Peter Chrappan

Personal information
- Date of birth: 21 December 1984 (age 41)
- Place of birth: Bratislava, Czechoslovakia
- Height: 1.91 m (6 ft 3 in)
- Position: Centre-back

Youth career
- Inter Bratislava

Senior career*
- Years: Team / Apps / (Gls)
- 2003–2006: Inter Bratislava / 18 / (0)
- 2006: → Dunajská Lužná (loan) / 22 / (1)
- 2006–2009: FC Stadlau / 26 / (1)
- 2009–2011: SV Mattersburg / 37 / (0)
- 2011–2012: Inter Baku / 21 / (0)
- 2012: Banská Bystrica / 9 / (0)
- 2013: Selangor / 6 / (0)
- 2013–2014: Zlaté Moravce / 25 / (1)
- 2014–2017: 1. FC Saarbrücken / 82 / (3)
- 2017–2019: Fola Esch / 22 / (0)

= Peter Chrappan =

Slovak footballer (born 1984)

Peter Chrappan (born 21 December 1984) is a Slovak former professional footballer who played as a centre-back.

==Career==
Starting his career at the youth teams of Inter Bratislava, he moved to Austria in 2006 to play with FC Stadlau, a club in the Austrian fourth tier league, and combining his football career with his studies there. He was transferred to Austrian Bundesliga side SV Mattersburg in 2009 after showing good performances with FC Stadlau. He played with the Mattersburg reserve team before making his debut for the first team in 2010.

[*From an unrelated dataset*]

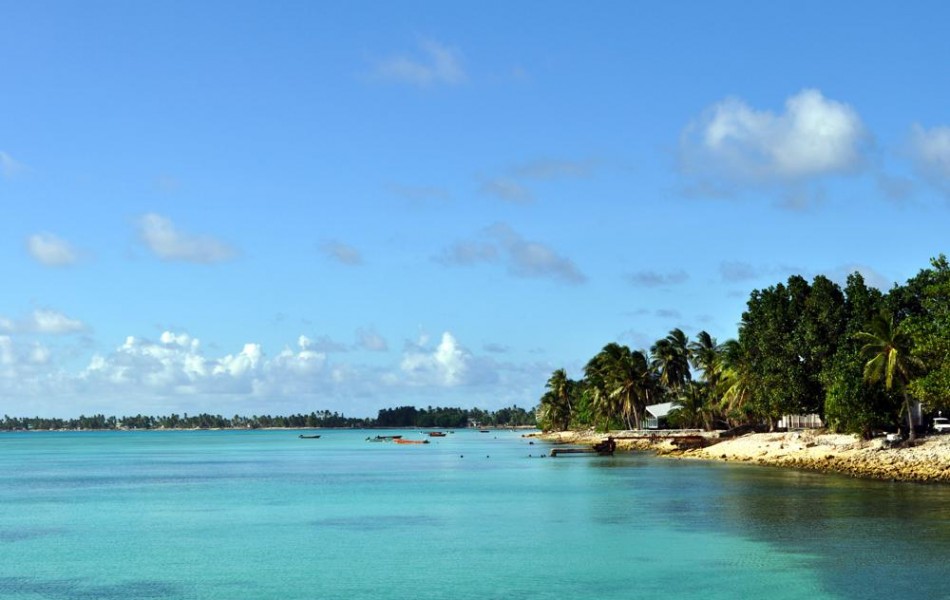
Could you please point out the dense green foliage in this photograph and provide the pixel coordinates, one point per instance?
(406, 416)
(859, 358)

Chrappan then moved to Azerbaijan in 2011 and joined Inter Baku. After only one season, he returned to Slovakia to play for Banská Bystrica.

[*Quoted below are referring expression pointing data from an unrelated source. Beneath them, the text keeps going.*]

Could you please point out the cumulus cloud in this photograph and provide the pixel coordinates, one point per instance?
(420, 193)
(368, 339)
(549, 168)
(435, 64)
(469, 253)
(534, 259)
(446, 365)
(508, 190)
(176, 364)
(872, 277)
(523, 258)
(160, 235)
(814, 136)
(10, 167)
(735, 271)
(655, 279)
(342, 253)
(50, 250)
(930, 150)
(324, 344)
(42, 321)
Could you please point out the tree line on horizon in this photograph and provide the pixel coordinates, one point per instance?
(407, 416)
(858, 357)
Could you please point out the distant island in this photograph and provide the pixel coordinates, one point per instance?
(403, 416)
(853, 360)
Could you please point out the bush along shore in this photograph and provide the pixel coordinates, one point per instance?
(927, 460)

In early 2013, Chrappan joined Malaysia Super League team Selangor for a six-month contract. He initially registered only to play for Selangor in AFC Cup competition as quota for non-local players in Malaysia Super League has already been filled. After Ramez Dayoub was suspended from football for life for match fixing charges, Chrappan was quickly registered by Selangor to play in Malaysia Super League and other local competition to replace Ramez. With the switch, Chrappan wore Ramez' number 5 in all local competition, in addition to number 14 he was registered in AFC competitions. His debut for Selangor in the league came in a goalless draw with PBDKT T-Team FC on 5 March 2013.

After the end of his contract with Selangor in June 2013, Chrappan returned to Slovakia to play for FC ViOn Zlaté Moravce in July 2013. A year later he signed for 1. FC Saarbrücken, before signing for Fola Esch in June 2017.